For a Venus lander mission, active cooling of most of the electronics would be necessary, but it would also need sensors, actuators, and microcontrollers that can stand up to Venus' surface conditions. Trying to keep this stuff from immediate "puddleification" isn't easy, but NASA has just thrown a quarter of a million dollars at a University of Arkansas spinoff to develop Venus-resistant chips for a weird little rover.
Thanks to some earlier National Science Foundation funding, Ozark Integrated Circuits already has a chip that can tick along quite happily at temperatures of up to 350 degrees Celsius. To bump that up to the temperatures required for Venus operation, Ozark is using a silicon carbide substrate, with a secret sauce (literally a secret, for now) for the interconnects that's something much more stable and reliable than either aluminum or copper.

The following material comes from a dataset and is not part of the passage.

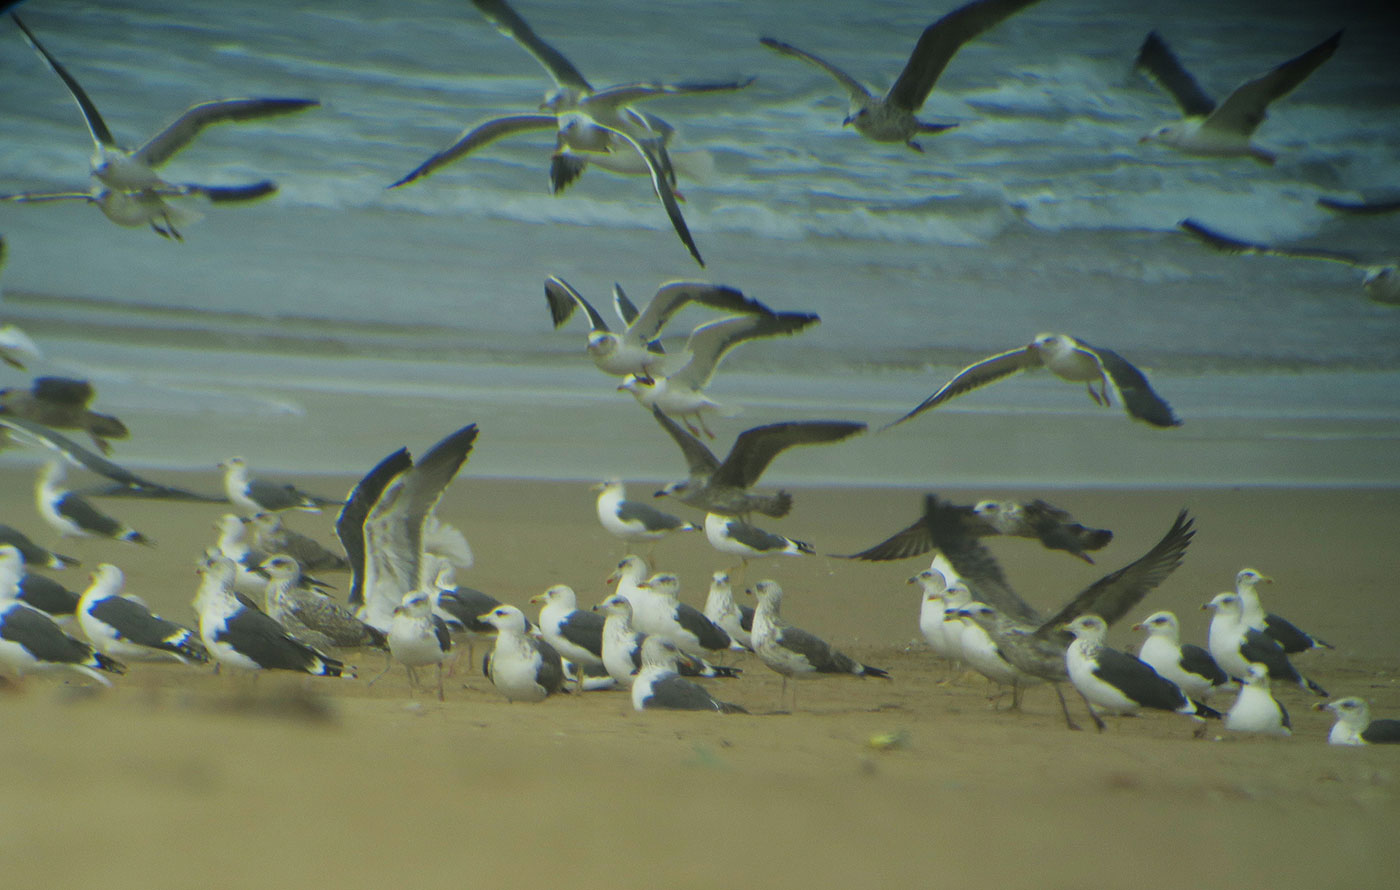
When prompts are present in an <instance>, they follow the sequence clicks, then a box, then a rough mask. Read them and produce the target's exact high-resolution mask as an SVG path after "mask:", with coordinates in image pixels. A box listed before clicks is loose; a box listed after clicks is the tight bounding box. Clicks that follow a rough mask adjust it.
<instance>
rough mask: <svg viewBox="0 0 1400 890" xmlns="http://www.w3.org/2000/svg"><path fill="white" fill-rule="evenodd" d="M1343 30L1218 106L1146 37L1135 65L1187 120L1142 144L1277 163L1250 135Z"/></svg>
mask: <svg viewBox="0 0 1400 890" xmlns="http://www.w3.org/2000/svg"><path fill="white" fill-rule="evenodd" d="M1340 42H1341V31H1338V32H1337V34H1334V35H1331V36H1330V38H1327V39H1326V41H1323V42H1322V43H1319V45H1317V46H1313V48H1312V49H1309V50H1308V52H1305V53H1303V55H1301V56H1298V57H1296V59H1289V60H1288V62H1285V63H1282V64H1280V66H1278V67H1275V69H1273V70H1271V71H1268V73H1267V74H1261V76H1259V77H1256V78H1253V80H1247V81H1245V83H1243V84H1240V85H1239V87H1236V88H1235V91H1233V92H1231V94H1229V97H1226V98H1225V101H1224V102H1221V104H1219V105H1217V104H1215V101H1214V99H1212V98H1211V97H1210V95H1208V94H1207V92H1205V91H1204V90H1201V87H1200V84H1197V83H1196V78H1194V77H1191V74H1190V71H1187V70H1186V69H1184V67H1183V66H1182V63H1180V62H1179V60H1177V59H1176V55H1173V53H1172V50H1170V48H1169V46H1168V45H1166V41H1163V39H1162V35H1159V34H1158V32H1156V31H1152V32H1149V34H1148V35H1147V39H1145V41H1142V48H1141V49H1138V56H1137V62H1135V63H1134V67H1137V69H1140V70H1142V71H1147V74H1148V76H1149V77H1151V78H1152V80H1155V81H1156V83H1158V85H1161V87H1162V88H1163V90H1166V91H1168V92H1169V94H1172V98H1173V99H1175V101H1176V104H1177V105H1179V106H1180V109H1182V115H1183V119H1182V120H1179V122H1175V123H1168V125H1163V126H1161V127H1158V129H1156V130H1152V132H1151V133H1148V134H1147V136H1144V137H1142V139H1141V140H1138V141H1142V143H1147V141H1158V143H1162V144H1165V146H1170V147H1172V148H1176V150H1177V151H1184V153H1187V154H1197V155H1207V157H1249V158H1254V160H1256V161H1260V162H1263V164H1273V162H1274V161H1275V160H1277V158H1275V155H1274V154H1273V153H1270V151H1264V150H1263V148H1260V147H1259V146H1253V144H1250V141H1249V137H1250V136H1253V134H1254V130H1257V129H1259V125H1261V123H1263V122H1264V118H1266V116H1267V111H1266V109H1267V108H1268V104H1270V102H1273V101H1274V99H1280V98H1282V97H1285V95H1288V94H1289V92H1292V91H1294V90H1296V88H1298V85H1299V84H1302V83H1303V81H1305V80H1308V76H1309V74H1312V73H1313V71H1315V70H1317V66H1320V64H1322V63H1323V62H1326V60H1327V59H1330V57H1331V55H1333V53H1334V52H1337V45H1338V43H1340Z"/></svg>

Besides the physical hardware, Ozark also has to come up with biasing circuits and reference models to help compensate for high temperature operation.
Does exploration of Venus suffer because it does not seem possible for life to exist there, the way it does for Mars?
(Score: 4, Informative) by zeigerpuppy on Thursday August 06 2015, @01:50PM
I hope our readers are aware of the entensive exploration of Venus by the Russian Venera missions between the 60s to 80s
https://en.m.wikipedia.org/wiki/Venera [wikipedia.org]
Some of the most haunting photos ever taken were returned by those probes,
Quite amazing they lasted long enough on the surface to return images using quite old tech.
(Score: 0) by Anonymous Coward on Thursday August 06 2015, @04:05PM
It's funny that 4 of their probes had problems getting the lens caps off. Something about Venus that makes that a difficult problem?